AI Seminar: Algorithms for Easy and Hard Online Learning Environments – University of Copenhagen

SCIENCE AI Centre > Events > AI Seminar: Yevgeny Se...

AI Seminar: Algorithms for Easy and Hard Online Learning Environments

Speaker

Yevgeny Seldin, Associate Professor in the Machine Learning Section at Department of Computer Science, University of Copenhagen.

Abstract

Online learning is a subfield of machine learning modeling situations, where data acquisition is interleaved with decision making and acting. Examples include investment in the stock market, personalized advertising, online ranking, and so on. Most of existing algorithms for online learning make very specific assumptions about the nature of environment they operate in. The most common are i.i.d. and adversarial environments. For example, weather prediction is an i.i.d. environment and spam filtering is an adversarial environment. However, in many real-world scenarios the environment is neither purely i.i.d. nor fully adversarial, but something in between. Online learning problems also differ by the amount of feedback that the algorithm receives at every round of interaction with the environment. The most common forms are full information and limited (a.k.a. bandit) feedback. In full information the outcomes of all actions are observed and in bandit feedback only the outcome of the action taken. For example, in stock market investment the rates of all stocks are observed [full info] and in medical treatments only the outcome of the applied treatment is observed [bandit feedback]. There are also intermediate forms of feedback, known as "prediction with limited advice", where outcome of more than one, but less than all actions is observed.

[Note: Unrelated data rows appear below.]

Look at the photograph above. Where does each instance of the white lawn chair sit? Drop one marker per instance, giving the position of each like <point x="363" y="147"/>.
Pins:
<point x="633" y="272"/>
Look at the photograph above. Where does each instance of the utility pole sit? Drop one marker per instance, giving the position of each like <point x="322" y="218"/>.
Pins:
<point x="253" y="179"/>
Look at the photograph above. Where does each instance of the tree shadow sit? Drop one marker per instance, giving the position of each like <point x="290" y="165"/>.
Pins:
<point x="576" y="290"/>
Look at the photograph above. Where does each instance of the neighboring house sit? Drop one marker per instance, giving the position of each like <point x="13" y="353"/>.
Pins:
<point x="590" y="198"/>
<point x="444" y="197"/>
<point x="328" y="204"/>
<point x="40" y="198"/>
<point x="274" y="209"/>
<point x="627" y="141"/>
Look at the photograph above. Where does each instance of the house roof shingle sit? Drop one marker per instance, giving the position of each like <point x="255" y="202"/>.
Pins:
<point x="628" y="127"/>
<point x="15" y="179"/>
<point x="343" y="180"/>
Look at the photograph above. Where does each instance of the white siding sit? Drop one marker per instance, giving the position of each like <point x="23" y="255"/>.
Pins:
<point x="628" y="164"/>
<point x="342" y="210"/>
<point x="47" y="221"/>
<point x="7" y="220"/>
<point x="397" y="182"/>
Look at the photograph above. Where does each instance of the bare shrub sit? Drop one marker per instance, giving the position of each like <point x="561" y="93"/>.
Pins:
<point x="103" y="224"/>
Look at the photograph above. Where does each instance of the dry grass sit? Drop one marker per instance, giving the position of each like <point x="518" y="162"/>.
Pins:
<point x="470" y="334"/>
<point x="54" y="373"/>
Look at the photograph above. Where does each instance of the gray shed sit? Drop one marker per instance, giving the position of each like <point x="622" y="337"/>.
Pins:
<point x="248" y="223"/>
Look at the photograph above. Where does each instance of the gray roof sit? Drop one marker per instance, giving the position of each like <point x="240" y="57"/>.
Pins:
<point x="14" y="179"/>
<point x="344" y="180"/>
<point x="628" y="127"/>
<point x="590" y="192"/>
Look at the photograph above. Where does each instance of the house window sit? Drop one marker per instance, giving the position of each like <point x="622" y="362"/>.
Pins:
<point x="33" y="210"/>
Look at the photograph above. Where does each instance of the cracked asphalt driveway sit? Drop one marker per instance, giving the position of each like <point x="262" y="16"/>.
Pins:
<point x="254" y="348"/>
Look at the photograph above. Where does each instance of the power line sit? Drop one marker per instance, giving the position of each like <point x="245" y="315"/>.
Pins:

I will give a quick introduction into online learning and then survey the field of algorithms that are optimal over ranges of problems and present some new results, including (1) an algorithm that is optimal for prediction with limited advice in adversarial environments, adversarial environments with small effective outcome range, and i.i.d. environments, without prior knowledge of the nature of the environment; and (2) an algorithm that is optimal for i.i.d., adversarial, moderately contaminated i.i.d., and stochastically constrained adversarial bandits, without prior knowledge of the nature of the environment.